In Africa si registra una nuova pericolosa crisi tra Etiopia ed Eritrea con un concreto pericolo dello scatenarsi di un nuovo conflitto in quell’area.

Infatti, l’Etiopia ha denunciato la presenza di truppe dell’Eritrea all’interno dei propri confini, ordinando al Governo di Asmara di ritirare in modo immediato le sue truppe dal territorio etiope, accusandolo di aver compiuto un’aggressione palese e di condurre manovre militari congiunte con i ribelli etiopi nel nord del Paese.
Il Governo di Addis Abeba ha voluto rimarcare ulteriormente la gravità della questione con l’invio da parte del Ministro degli Esteri Gedion Timothewos al suo omologo eritreo Osman Saleh Mohammed di una lettera formale con cui sono stati spiegati i fatti denunciati, avvertendo del rischio di grave escalation e accusando l’Eritrea di armare gruppi ribelli ed occupare illegalmente porzione di territorio sotto la sovranità etiope.
Alle denunce sono seguiti i primi consistenti movimenti militari etiopi verso i confini con l’Eritrea con colonne corazzate e blindate in marcia; in Eritrea, che ha rigettato le accuse etiopi dichiarandole totalmente false, è stata ordinata la mobilitazione per affrontare una nuova possibile guerra.
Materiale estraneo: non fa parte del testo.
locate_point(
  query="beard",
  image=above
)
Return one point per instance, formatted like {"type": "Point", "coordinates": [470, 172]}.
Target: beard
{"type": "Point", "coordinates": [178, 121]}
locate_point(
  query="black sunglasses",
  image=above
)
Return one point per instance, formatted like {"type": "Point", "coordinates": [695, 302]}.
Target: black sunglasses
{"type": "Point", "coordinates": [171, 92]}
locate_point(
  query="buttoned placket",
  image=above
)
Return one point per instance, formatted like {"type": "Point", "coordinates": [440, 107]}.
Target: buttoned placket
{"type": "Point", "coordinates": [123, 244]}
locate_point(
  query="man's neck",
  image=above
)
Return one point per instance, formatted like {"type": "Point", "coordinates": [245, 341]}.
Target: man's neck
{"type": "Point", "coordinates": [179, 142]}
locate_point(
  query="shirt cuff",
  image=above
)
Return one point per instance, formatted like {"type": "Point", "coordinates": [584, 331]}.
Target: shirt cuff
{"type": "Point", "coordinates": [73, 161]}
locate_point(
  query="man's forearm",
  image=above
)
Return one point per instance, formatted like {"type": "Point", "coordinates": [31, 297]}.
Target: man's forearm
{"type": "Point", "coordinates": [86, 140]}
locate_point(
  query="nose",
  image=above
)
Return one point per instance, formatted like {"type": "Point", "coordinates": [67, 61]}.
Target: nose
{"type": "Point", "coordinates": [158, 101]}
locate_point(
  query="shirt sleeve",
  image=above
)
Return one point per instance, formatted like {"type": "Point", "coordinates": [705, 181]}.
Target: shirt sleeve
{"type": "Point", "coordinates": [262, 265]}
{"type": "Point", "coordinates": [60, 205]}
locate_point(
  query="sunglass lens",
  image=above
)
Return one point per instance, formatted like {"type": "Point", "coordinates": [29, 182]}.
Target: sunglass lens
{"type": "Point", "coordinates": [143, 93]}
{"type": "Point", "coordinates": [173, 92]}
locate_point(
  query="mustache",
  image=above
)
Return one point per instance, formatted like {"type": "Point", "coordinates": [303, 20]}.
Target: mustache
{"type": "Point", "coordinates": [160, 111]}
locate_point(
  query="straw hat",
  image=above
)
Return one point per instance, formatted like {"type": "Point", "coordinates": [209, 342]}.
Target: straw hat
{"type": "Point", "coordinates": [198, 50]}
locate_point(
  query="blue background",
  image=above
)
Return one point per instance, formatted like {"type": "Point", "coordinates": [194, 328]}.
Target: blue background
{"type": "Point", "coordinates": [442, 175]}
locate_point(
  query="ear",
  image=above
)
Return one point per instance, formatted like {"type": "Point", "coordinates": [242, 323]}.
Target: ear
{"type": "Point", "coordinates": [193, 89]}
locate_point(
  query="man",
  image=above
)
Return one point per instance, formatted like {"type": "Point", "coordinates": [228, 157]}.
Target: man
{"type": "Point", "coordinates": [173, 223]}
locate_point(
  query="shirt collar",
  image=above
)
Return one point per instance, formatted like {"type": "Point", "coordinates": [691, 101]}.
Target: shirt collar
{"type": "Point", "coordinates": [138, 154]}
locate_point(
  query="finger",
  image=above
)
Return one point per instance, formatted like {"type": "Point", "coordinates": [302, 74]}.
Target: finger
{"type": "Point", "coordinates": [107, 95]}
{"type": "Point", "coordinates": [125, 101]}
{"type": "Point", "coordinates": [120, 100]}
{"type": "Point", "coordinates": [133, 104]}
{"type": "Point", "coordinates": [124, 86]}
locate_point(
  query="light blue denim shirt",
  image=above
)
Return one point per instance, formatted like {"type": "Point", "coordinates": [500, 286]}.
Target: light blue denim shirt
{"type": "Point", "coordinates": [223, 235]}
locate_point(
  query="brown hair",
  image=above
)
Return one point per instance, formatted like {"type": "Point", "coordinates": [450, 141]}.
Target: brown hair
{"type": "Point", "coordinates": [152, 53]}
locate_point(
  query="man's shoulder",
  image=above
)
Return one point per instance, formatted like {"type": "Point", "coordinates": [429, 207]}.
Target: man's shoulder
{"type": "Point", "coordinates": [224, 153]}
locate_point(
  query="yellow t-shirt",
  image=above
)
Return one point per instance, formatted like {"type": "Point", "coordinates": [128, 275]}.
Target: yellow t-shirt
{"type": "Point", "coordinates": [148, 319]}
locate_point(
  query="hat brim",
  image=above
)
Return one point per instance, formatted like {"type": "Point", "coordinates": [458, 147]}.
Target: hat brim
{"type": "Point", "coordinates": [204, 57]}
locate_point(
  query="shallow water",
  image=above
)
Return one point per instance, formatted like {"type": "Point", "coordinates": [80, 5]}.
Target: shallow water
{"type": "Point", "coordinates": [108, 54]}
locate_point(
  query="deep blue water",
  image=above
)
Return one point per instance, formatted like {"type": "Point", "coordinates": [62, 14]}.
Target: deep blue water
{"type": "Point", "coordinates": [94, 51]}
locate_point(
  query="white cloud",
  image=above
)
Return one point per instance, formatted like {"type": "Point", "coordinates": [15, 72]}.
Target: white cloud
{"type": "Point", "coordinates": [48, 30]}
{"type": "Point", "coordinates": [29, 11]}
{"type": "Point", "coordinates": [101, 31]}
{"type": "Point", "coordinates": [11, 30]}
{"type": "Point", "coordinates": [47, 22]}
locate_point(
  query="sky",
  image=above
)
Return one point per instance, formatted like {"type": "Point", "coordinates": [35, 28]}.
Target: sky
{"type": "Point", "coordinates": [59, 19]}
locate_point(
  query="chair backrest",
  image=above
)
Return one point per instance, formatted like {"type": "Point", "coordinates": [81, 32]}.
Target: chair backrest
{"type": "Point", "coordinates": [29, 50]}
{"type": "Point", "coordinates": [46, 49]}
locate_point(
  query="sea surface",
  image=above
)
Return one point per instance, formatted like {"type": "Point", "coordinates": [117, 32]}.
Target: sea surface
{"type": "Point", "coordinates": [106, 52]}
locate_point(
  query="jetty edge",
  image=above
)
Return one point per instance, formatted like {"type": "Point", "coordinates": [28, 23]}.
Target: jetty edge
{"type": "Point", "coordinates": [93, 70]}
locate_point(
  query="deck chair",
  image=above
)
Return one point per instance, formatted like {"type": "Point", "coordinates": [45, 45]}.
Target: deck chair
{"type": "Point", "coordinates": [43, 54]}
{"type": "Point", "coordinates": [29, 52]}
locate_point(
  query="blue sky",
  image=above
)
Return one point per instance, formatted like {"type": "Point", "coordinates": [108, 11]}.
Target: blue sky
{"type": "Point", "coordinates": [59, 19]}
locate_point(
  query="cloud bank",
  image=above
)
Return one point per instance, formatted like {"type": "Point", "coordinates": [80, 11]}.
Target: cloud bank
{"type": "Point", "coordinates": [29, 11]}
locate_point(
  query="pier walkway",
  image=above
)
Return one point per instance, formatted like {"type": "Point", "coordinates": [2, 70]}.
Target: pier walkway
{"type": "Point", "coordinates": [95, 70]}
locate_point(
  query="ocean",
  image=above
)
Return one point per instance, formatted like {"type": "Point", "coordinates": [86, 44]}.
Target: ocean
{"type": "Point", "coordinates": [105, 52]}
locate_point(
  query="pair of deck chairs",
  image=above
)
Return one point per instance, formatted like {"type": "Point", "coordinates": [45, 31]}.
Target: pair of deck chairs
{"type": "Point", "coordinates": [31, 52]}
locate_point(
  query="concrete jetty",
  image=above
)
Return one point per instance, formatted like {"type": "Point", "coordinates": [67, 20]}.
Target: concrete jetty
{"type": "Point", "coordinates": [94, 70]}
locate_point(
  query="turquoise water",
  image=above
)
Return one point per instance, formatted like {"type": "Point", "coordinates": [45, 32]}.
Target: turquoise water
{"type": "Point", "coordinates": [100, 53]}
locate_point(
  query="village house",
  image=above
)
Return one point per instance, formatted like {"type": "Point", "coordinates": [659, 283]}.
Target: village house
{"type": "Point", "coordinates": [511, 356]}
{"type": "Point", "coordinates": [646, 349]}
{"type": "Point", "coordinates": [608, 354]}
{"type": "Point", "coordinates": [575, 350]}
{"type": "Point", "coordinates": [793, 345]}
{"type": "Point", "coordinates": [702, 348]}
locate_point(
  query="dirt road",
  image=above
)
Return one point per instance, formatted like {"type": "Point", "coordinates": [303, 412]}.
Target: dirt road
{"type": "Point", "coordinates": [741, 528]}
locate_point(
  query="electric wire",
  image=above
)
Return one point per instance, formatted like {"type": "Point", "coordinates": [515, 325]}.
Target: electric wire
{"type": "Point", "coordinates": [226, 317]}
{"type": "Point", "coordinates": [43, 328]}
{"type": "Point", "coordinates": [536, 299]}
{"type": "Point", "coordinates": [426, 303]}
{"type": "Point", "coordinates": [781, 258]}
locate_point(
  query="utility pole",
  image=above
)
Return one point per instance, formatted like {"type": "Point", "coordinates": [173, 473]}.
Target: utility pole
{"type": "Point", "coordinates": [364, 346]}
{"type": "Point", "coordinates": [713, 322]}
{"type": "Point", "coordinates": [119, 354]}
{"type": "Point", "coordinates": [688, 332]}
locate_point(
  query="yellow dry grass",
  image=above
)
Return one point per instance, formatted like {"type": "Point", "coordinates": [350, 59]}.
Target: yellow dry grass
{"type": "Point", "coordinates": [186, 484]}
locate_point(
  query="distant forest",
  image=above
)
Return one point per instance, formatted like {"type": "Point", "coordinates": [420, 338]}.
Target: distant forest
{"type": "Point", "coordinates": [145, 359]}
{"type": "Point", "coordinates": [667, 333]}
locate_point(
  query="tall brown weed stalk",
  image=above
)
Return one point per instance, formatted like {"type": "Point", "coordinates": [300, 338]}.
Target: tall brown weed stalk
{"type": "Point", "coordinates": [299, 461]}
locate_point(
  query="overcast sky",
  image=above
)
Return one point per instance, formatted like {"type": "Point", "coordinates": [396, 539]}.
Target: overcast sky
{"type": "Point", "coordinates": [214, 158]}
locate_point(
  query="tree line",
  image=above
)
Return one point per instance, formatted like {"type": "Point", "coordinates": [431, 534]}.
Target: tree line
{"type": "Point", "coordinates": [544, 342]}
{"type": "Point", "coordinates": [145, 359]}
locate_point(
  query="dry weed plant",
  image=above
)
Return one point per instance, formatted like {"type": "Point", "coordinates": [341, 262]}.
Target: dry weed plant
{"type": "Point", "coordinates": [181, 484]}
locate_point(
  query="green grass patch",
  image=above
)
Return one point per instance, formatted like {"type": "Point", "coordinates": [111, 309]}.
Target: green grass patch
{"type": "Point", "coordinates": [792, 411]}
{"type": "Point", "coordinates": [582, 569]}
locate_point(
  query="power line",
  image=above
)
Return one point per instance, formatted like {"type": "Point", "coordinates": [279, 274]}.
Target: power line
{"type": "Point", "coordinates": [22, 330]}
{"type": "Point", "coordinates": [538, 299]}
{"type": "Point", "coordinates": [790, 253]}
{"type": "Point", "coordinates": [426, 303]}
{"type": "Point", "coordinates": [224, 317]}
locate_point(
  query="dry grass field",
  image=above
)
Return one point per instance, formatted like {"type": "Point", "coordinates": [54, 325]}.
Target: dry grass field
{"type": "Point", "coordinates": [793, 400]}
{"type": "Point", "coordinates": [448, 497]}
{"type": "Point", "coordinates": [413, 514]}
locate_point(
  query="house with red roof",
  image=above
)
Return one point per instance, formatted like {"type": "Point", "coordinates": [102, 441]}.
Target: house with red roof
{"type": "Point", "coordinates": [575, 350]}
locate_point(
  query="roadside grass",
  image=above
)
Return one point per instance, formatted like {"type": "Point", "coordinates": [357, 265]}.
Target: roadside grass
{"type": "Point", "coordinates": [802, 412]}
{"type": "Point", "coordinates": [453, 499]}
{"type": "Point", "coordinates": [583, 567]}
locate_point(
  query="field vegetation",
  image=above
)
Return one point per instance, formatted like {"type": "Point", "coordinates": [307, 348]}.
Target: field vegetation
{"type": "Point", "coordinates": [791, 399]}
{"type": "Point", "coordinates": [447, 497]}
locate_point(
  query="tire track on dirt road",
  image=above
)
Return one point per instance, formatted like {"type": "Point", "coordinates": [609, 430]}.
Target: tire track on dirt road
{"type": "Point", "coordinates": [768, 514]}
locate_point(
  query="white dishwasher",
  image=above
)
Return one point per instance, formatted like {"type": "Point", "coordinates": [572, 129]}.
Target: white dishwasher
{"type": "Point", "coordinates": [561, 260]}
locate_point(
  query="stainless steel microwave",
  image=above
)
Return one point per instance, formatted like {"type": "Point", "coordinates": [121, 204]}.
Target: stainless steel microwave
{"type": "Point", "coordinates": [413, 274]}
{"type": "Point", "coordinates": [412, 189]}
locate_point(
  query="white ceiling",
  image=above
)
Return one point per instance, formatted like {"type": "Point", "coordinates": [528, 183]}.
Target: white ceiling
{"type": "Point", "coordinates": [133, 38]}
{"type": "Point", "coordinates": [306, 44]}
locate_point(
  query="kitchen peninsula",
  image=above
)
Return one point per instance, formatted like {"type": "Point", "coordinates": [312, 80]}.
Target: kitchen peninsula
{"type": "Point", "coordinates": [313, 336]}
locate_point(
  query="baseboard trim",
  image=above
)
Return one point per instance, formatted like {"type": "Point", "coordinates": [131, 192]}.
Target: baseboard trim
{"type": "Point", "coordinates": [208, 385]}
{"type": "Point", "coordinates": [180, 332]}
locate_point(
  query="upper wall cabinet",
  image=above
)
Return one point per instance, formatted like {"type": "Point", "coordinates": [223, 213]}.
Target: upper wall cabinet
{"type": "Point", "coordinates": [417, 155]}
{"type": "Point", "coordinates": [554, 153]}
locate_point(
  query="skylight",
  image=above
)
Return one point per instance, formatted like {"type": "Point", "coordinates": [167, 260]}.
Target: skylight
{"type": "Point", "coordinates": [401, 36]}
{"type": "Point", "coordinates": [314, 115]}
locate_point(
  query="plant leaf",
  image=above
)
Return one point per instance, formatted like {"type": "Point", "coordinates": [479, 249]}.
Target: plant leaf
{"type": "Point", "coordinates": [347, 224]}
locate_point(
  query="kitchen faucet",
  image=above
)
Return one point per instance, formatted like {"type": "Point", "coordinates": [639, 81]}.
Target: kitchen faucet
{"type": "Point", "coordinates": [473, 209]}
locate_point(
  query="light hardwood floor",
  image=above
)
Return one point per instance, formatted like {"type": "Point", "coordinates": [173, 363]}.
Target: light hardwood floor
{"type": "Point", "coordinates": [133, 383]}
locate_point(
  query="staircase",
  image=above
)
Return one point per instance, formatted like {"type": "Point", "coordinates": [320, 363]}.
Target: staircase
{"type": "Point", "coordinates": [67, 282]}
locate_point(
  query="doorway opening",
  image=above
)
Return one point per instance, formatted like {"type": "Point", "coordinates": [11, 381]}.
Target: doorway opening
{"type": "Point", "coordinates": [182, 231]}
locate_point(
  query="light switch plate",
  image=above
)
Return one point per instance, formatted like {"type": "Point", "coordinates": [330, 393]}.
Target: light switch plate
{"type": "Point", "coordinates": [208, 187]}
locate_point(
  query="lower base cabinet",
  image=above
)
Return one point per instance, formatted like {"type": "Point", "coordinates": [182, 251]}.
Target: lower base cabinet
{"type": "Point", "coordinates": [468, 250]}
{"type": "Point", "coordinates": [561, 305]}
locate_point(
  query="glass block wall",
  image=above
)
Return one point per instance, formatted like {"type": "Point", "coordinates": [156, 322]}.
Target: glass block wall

I rapporti tra Addis Abeba ed Asmara
I rapporti tra Etiopia ed Eritrea non sono mai stati particolarmente buoni con l’eccezione dell’alleanza nel periodo 2020-2022, allorquando hanno collaborato per contrastare il TPLF o Fronte Popolare di Liberazione del Tigrè che minacciava l’integrità territoriale etiope ed aveva influenza sulle regioni settentrionali eritree, combattendo un conflitto sanguinosissimo e tra i più brutali dell’area.
L’Etiopia è da tempo alla ricerca di uno sbocco al mare e l’Eritrea si è sempre opposta alle richieste di Addis Abeba ed ai suoi disegni strategici in tal senso su Assab.
Il Corno d’Africa teatro di tensioni internazionali
Questa situazione ha portato Asmara ad allacciare rapporti con Il Cairo e Mogadiscio, con Addis Abeba che ha risposto stringendo alleanza con Hargheisa capitale del Somaliland, entrato agli onori delle cronache perché recentemente è stato riconosciuto come Stato autonomo ed indipendente da Tel Aviv, sollevando le ire di Istanbul e Riad.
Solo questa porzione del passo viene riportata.